In court records, WARF is sensitive to the term. Its lawyers asked the court to preclude Apple from arguing it is a troll or a “patent assertion entity, non-practicing entity or other similarly pejorative terms.”

Apple’s lawyers agreed “troll” was pejorative but said “non-practicing entity” was descriptive and relevant to its damages argument.

Conley ruled Apple could not refer to WARF as a “troll” but allowed it to label WARF a “non-practicing entity” during the damages phase of trial, which continues today and possibly into Friday.

Masur said he agreed that WARF should not be labeled a troll, especially in a trial setting where it could influence jurors.

Mark Lemley, a Stanford Law School professor well-known for his research on the patent system, makes a similar argument about the effect of the term in the broader policy debate.

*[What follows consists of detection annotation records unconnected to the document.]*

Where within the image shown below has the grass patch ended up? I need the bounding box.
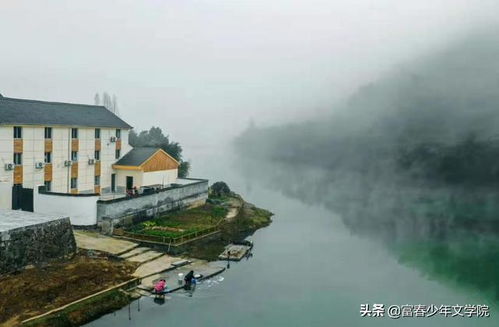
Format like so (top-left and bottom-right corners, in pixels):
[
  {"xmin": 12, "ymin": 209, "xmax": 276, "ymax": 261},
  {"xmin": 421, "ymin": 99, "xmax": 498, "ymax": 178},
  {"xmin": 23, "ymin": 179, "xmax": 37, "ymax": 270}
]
[
  {"xmin": 127, "ymin": 203, "xmax": 228, "ymax": 238},
  {"xmin": 25, "ymin": 290, "xmax": 130, "ymax": 327}
]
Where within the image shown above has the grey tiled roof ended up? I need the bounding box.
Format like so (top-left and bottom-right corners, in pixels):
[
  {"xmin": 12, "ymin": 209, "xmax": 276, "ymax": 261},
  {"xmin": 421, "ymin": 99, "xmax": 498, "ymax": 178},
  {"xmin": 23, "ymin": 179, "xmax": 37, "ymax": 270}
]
[
  {"xmin": 115, "ymin": 147, "xmax": 159, "ymax": 166},
  {"xmin": 0, "ymin": 96, "xmax": 132, "ymax": 129}
]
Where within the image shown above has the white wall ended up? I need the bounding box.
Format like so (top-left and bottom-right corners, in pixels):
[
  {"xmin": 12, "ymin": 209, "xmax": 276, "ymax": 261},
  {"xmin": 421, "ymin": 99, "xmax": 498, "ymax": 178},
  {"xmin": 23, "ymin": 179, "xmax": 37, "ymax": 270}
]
[
  {"xmin": 0, "ymin": 126, "xmax": 14, "ymax": 191},
  {"xmin": 142, "ymin": 169, "xmax": 178, "ymax": 186},
  {"xmin": 33, "ymin": 187, "xmax": 99, "ymax": 226},
  {"xmin": 0, "ymin": 181, "xmax": 12, "ymax": 209},
  {"xmin": 116, "ymin": 169, "xmax": 143, "ymax": 188},
  {"xmin": 0, "ymin": 126, "xmax": 131, "ymax": 196}
]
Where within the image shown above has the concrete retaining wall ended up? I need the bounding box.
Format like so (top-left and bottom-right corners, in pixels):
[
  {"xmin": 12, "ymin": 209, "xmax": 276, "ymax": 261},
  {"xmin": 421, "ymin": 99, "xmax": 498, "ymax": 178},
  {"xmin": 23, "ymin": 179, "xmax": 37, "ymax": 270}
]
[
  {"xmin": 33, "ymin": 187, "xmax": 99, "ymax": 226},
  {"xmin": 0, "ymin": 218, "xmax": 76, "ymax": 274},
  {"xmin": 97, "ymin": 180, "xmax": 208, "ymax": 228}
]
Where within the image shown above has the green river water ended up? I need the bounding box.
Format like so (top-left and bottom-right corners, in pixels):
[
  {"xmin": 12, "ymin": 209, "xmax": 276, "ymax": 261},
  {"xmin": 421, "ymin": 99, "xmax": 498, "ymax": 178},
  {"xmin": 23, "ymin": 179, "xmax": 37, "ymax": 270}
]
[{"xmin": 88, "ymin": 151, "xmax": 499, "ymax": 327}]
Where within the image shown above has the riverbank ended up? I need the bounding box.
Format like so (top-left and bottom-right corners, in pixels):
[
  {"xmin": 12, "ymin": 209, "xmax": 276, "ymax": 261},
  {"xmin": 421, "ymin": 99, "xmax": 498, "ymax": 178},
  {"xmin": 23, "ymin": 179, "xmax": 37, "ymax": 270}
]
[
  {"xmin": 0, "ymin": 188, "xmax": 272, "ymax": 327},
  {"xmin": 187, "ymin": 195, "xmax": 273, "ymax": 261},
  {"xmin": 0, "ymin": 251, "xmax": 137, "ymax": 327}
]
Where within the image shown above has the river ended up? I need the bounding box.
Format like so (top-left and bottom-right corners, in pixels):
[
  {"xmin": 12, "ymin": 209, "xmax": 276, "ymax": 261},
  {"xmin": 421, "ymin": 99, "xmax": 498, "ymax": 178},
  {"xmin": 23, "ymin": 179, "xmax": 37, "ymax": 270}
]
[{"xmin": 87, "ymin": 151, "xmax": 499, "ymax": 327}]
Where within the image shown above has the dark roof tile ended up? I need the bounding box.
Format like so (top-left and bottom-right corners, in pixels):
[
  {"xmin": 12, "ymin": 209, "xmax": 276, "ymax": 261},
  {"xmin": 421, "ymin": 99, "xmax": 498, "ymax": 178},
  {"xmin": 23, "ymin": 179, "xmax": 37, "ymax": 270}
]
[
  {"xmin": 0, "ymin": 97, "xmax": 132, "ymax": 129},
  {"xmin": 115, "ymin": 147, "xmax": 160, "ymax": 166}
]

In a 2013 paper in the Columbia Law Review titled “Missing the Forest for the Trolls,” Lemley and Intel’s general counsel, A. Douglas Melamed, write that while trolls are a problem, they are also “taking the rap for problems with the patent system.”

Those problems include overly broad interpretations of patents; routinely excessive damages awards; and too many patents covering basic technology in the IT industry, known as “royalty stacking.”

“Practicing entities, as well as trolls, can and do take advantage of these issues,” Lemley and Melamed write.

“Rather than focusing on the trolls — the symptoms — the law should turn its attention to the disease itself.”

As for whether WARF is a troll?

“They are clearly a ‘non-practicing entity,’” Lemley wrote in an e-mail. “But I don’t think we should care that much.”